We may be a few months into the “Black Swan” of 2020, but it is still not possible to fully predict the impact of COVID-19 on startups in Southeast Asia or beyond. However, the longer travel restrictions remain in place, and the longer people remain conservative in their spending, the harder some industries will find it to recover.
Globally, countries are facing the difficult challenge of protecting their people during the pandemic, while also trying to limit the damage to their economies. So how are the countries in Southeast Asia faring? Are regional startups taking a big hit, or are they managing to weather the storm? We take a look at the impact of COVID-19 on some of the startups of the region.
Job losses and closures
Already, some startups in Southeast Asia have had to lay off staff or close up shop altogether, as the pandemic has spread through the region. While food and beverage and travel are probably the most affected sectors, startups across all industries are impacted by the lockdowns and restrictions caused due to the pandemic.
For example, Singapore’s Zilingo has had to reduce its workforce by letting go over 40 staff members, mainly from its headquarters. This is a significant blow to the company, which has also had to shelve plans for further expansion. Zilingo is focusing all of its resources in the local market in an attempt to survive and sustain.
If successful startups like Zilingo, who have brought in VC funding $226 million USD in 2019, and Traveloka, reportedly worth $4.5 billion USD, are suffering and having to reduce their workforces, how are smaller startups going to survive?
Unfortunately, the answer is—some won’t. Food and beverage industry supplier Stoqo Teknologi Indonesia is one of the first significant casualties of these hard times. The online platform has had to close with the loss of around 250 jobs due to the downturn in the F&B industry in the country. It is unlikely to be the only startup choosing to cut its losses and close down.
Staying the course
There is some good news, however, with some startups in the region pledging to protect their employees come what may. Companies like Singapore’s Motorist.sg have changed plans from expansion to one of survival for now. By doing this, the company has committed to sustaining its 40+ employees and not cutting wages, with some help from the Singaporean government’s 75% wage subsidy scheme and generating income online.

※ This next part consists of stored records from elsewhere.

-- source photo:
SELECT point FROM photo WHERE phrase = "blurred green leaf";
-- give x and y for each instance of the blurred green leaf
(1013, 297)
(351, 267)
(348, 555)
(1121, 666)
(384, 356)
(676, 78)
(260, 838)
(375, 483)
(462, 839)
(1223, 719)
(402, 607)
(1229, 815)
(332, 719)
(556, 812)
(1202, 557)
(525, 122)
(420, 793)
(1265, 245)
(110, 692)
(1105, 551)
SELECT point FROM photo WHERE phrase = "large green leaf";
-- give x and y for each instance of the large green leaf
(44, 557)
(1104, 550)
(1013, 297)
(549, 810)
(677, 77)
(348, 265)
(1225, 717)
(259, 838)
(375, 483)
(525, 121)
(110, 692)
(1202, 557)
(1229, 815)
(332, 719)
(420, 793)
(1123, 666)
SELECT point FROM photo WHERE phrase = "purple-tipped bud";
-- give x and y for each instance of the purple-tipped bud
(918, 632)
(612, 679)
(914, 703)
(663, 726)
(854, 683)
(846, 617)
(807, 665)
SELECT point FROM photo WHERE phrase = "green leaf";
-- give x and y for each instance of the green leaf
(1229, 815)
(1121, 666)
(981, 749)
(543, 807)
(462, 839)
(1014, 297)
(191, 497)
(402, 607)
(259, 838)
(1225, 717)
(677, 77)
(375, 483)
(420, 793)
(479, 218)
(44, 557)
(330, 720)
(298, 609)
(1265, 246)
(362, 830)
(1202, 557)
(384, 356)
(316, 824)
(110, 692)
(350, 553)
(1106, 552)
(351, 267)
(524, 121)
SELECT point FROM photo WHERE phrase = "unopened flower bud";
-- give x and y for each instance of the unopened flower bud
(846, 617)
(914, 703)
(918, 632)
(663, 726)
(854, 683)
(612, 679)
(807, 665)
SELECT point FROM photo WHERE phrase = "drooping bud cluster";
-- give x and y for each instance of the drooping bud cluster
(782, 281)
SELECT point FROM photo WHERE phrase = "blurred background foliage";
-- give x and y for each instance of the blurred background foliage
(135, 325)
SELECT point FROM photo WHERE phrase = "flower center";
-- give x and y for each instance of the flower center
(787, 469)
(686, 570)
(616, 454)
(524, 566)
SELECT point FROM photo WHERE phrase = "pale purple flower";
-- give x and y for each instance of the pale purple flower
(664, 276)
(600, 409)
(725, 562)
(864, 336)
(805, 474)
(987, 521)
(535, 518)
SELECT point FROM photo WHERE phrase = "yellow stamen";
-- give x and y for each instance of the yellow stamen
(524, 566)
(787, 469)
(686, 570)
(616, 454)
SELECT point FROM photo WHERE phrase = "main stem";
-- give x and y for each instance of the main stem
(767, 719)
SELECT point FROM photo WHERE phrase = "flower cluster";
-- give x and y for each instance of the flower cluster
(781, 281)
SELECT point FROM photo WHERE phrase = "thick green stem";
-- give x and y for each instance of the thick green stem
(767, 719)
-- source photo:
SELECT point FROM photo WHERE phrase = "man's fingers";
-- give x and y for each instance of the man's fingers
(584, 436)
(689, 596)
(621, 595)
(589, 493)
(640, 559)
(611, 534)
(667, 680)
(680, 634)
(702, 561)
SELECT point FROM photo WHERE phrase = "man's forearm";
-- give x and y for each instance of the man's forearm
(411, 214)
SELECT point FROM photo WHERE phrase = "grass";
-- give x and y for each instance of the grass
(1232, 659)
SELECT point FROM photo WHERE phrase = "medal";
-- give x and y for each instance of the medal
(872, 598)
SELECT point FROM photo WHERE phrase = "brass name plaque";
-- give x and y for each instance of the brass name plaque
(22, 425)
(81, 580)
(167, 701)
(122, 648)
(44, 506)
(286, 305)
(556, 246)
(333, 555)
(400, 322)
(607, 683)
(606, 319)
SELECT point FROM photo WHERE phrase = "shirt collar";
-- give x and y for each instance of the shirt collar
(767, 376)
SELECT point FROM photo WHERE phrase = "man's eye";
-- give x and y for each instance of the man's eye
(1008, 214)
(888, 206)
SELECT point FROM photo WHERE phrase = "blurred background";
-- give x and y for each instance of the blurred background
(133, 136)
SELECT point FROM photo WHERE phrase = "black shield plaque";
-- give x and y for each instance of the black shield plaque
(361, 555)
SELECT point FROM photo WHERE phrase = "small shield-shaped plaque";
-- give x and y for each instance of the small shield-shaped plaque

In Indonesia, homegrown coffee startup Kopi Kenangan is doing its bit to ensure the security of jobs within the firm. To manage this, CEO Edward Tirtanata has taken a wage cut and will receive a salary of virtually $0 USD (1 IDR) and is pumping over $1 million USD (15 billion IDR) into a support fund for staff and frontline workers. They have recently secured $109 million USD in series B funding to help with its continued growth and support initiatives.
Recognising that people are Loship’s greatest asset, CEO Nguyen Hoang Trung has also committed to not firing staff or reducing wages during the pandemic. This Vietnamese one-hour delivery company was on track to become a unicorn before COVID-19. The startup has cornered 12% of the food delivery market in Vietnam and also provides other services such as laundry delivery, courier services and eCommerce, all proving popular during this time of restricted movement.
Similarly, in Malaysia, the aggregator eCommerce platform iPrice Group is looking after its workers with the help of upper management taking pay cuts of up to 25-40%. Meanwhile, in the Philippines, environmental power supply company Star 8 Green is also paying full wages and offering assistance to staff who have been impacted by the pandemic.
There are still very tough times ahead for startups in Southeast Asia. Fragile and developing economies will struggle to pull themselves out of the mire after the virus has subsided. Some startups won’t survive the impact of COVID-19, and it is pertinent to expect others will close or downsize.
While the region readjusts in the coming months, the companies who have implemented cost-saving policies or have pivoted to a more pandemic-friendly structure should be able to continue to develop and evolve. Many of their futures may rely on government support and VC investments, but with strategic and adaptive business moves, hopefully, most will survive.